Medeniyetle bağdaştırılan ülkelerden biri olan bu ülkedeki durum, insanlık için ders niteliğinde unutulmaması gereken bir tarihtir. Ahırların içerisinde hayvanlarla birlikte barındırılan ve üzerlerinde yamalı çuvallardan yapılmış kıyafetler girdirilen bu çocuklar insanlık ayıbının bir başka yüzüdür. Ve bu çocuklar bu ülkede hep dışlandı, kanıksandı ve kabullenilmediler. Ki ayakları çıplak olan bu çocukların ayakkabı giymeleri diğer hur olan çocuklarla karıştırılacağı görüşü bu çocukları yaz-kış, yağmur-çamur demeden her vakit çıplak ayaklı olmalarına sebep olmuştur. Bu ülkedeki üstü kapalı kölelik sistemi çok eski bir tarihe ait değildir. Ve çevre milletler tarafından da bu olay hep saklı kılınmıştır. Bu duruma ilk tepki Rusyalı bir doktor tarafından verilmiştir ve bu doktor farklı milletten diye iftira kaynağı olarak görülüp ülkeden kovulmuştur. 2013 yılında ise bu ülke yaptıklarının yanlış olduğunu kabul edip bu insanlardan özür dilemişlerdir.

Buradaki olayları anlatmaya çalışan ve kendisinin de bir Verdingkinder adı verilen kölelik sisteminin mağdurlarından olan yazar Carl Lossli, bu durumu gözler önüne sermek için çaba göstermiş olsa da kendi döneminde muvaffak olamamıştır.
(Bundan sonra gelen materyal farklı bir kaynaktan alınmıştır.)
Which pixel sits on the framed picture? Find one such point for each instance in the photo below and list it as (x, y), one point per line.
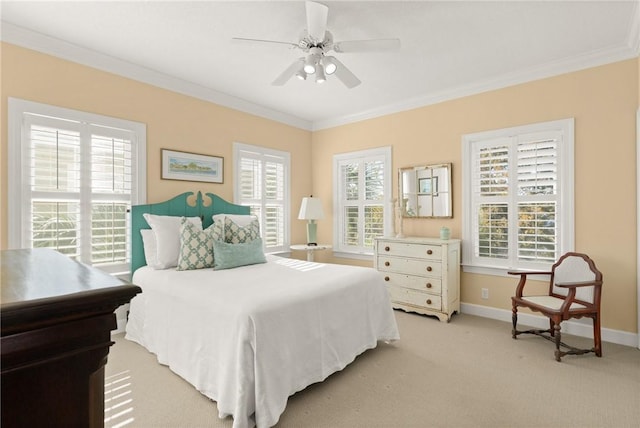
(428, 186)
(192, 167)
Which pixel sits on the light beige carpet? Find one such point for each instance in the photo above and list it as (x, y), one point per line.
(466, 373)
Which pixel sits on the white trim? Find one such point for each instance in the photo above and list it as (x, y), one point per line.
(563, 66)
(52, 46)
(634, 29)
(18, 184)
(582, 328)
(566, 153)
(286, 156)
(386, 152)
(638, 221)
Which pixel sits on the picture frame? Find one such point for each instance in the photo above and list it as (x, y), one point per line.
(428, 186)
(186, 166)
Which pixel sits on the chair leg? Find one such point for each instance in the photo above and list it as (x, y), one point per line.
(596, 335)
(557, 336)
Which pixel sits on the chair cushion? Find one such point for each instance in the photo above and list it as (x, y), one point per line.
(551, 302)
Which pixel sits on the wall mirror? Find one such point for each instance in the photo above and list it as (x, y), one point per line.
(426, 191)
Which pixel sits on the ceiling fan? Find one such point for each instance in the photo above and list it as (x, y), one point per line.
(316, 41)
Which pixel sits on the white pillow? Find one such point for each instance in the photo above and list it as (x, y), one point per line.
(239, 219)
(167, 232)
(150, 248)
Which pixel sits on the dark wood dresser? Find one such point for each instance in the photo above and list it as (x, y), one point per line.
(57, 316)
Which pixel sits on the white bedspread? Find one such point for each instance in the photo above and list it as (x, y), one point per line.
(250, 337)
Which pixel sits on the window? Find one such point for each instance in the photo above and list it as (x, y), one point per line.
(362, 200)
(518, 197)
(73, 177)
(262, 182)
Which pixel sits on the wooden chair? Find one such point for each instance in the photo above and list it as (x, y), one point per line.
(575, 287)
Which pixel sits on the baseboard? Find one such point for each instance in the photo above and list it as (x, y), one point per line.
(582, 327)
(121, 319)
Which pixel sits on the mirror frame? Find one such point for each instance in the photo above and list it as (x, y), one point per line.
(428, 194)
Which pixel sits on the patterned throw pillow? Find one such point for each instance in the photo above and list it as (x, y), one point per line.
(229, 256)
(235, 234)
(196, 247)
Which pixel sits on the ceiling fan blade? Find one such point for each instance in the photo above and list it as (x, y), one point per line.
(242, 39)
(375, 45)
(316, 20)
(345, 75)
(290, 71)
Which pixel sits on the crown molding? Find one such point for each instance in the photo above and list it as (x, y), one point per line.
(50, 45)
(59, 48)
(563, 66)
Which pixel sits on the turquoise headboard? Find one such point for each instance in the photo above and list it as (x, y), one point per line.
(178, 206)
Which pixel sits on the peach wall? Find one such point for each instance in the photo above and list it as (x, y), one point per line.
(174, 121)
(603, 101)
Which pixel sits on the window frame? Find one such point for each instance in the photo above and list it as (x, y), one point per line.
(386, 153)
(565, 209)
(264, 151)
(18, 182)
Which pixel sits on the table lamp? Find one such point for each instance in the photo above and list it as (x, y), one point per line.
(311, 209)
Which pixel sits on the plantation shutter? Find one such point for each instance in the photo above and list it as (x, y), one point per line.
(262, 186)
(537, 196)
(361, 198)
(515, 199)
(78, 187)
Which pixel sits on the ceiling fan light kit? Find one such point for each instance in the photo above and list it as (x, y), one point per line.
(316, 42)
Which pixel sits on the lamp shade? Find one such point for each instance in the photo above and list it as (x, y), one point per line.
(311, 209)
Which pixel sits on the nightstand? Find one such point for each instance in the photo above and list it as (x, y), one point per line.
(310, 249)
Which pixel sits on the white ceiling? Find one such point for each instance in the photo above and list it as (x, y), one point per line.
(449, 48)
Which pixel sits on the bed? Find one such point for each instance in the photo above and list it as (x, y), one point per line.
(249, 337)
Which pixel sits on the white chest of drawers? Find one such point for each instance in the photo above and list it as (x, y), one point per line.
(422, 274)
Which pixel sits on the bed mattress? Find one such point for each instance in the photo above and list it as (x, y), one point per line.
(250, 337)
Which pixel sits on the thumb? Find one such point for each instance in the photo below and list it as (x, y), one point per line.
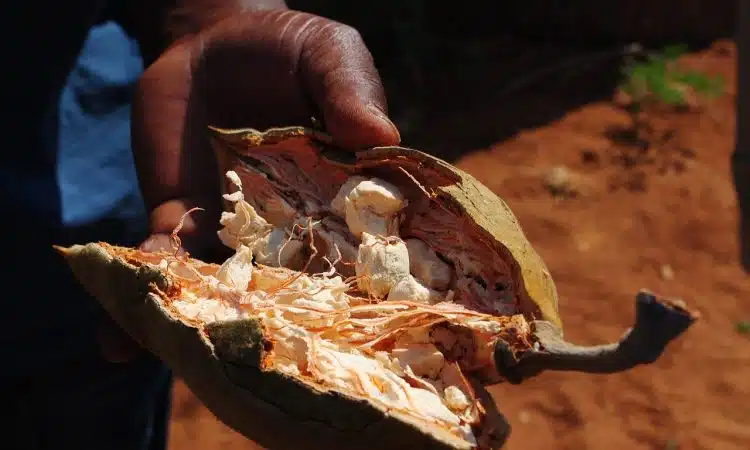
(340, 75)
Aynı şekilde ünlü bir ressam olan Albert Anker de yaptığı tablolarda bu insanlık dışı durumları insanların gözlerinin önüne sermiştir. Evet, medeniyetlerin beşiği olarak kabul edinilen ülkelerden dörtü yukarıdaki sorurunun şıklarını oluşturmaktadır ve doğru cevap İsviçre’dir.    

Peki, yaşanmış ve hala yaşanmakta olan çocuklarla ilgili bu tur durumlara karşı ne yapmamız lazım. Çocuklarımız bizim geriye bıraktığımız-bırakacağımız birikimlerimizdir. Söylediklerimizi değil ki yapsalar da çok az kısmını yaparlar ama yaptıklarımızı yapacak olan çocuklarımız bizim eserimizdir. O yüzden, bir insan olarak, akli sermayemizi, ilmimizi, sanatımızı, yeteneğimizi bize veren Allah, bunu kullanma hürriyetini de bize vermiştir. Ve büyüklerimizden alamadığımız kısmi davranışları biz de aklın sermayesi ile yerine getirip ve manevi gönülle çocuklarımıza aktarmalıyız. ‘’Bilgi gelmiş tevazu gitmişse, tekniği ilerlemiş fakat maneviyatı sakat kalmışsa, vasıtası çoğalmış fakat gayesi kaybolmuşsa…’’ Bu İnsan cismen var olup ruhen ve aklen önce çocuklarına sonra etrafta ki her zerreye zararlıdırlar.

‘’Hür doğmuş olan insan, kendini, kendinde gizli ve mevcut olan iç kuvvetlerin emrinden kurtaramadığı, yapay hassasiyetlere sahip olup onlara söz geçiremediği müddetçe, ister ilim, ister alim, ister sanat, ister teknik ve ister devlet adamı olsun, ne zaman ve nasıl patlayacağı belli olmayan bir bomba ki ne zaman patlayacağı belli olmaz. Bir yandan iyilik yaparken bir yandan da en ufak bir tahrikle kötülük yapmaktan da geri kalmayacak olan zavallı bir esirdir.’’ 

Nerdeyse her türlü imkâna sahip olan bu ülkelerin tüm imkânlarını sadece dünyevi duygu ile yapmaları sonucunda ise yaşam alanı zindana çevrilmiş ya da elinden alınmış milyonlarca çocuğu ortaya çıkarmuştır. Anlaşılıyor ki, dünyaya düzen veren, kendi kendisinin efendisi olmuş bulunan insan olduğu gibi, dünyayı harabeye çeviren de gene maddece hür, manaca esir olan insandır. Dünya İçin kesinlikle en büyük tehlike ise, serseri mayın gibi çarpılacağı yeri kestirilemeyen bu kendinden habersiz insanlardır.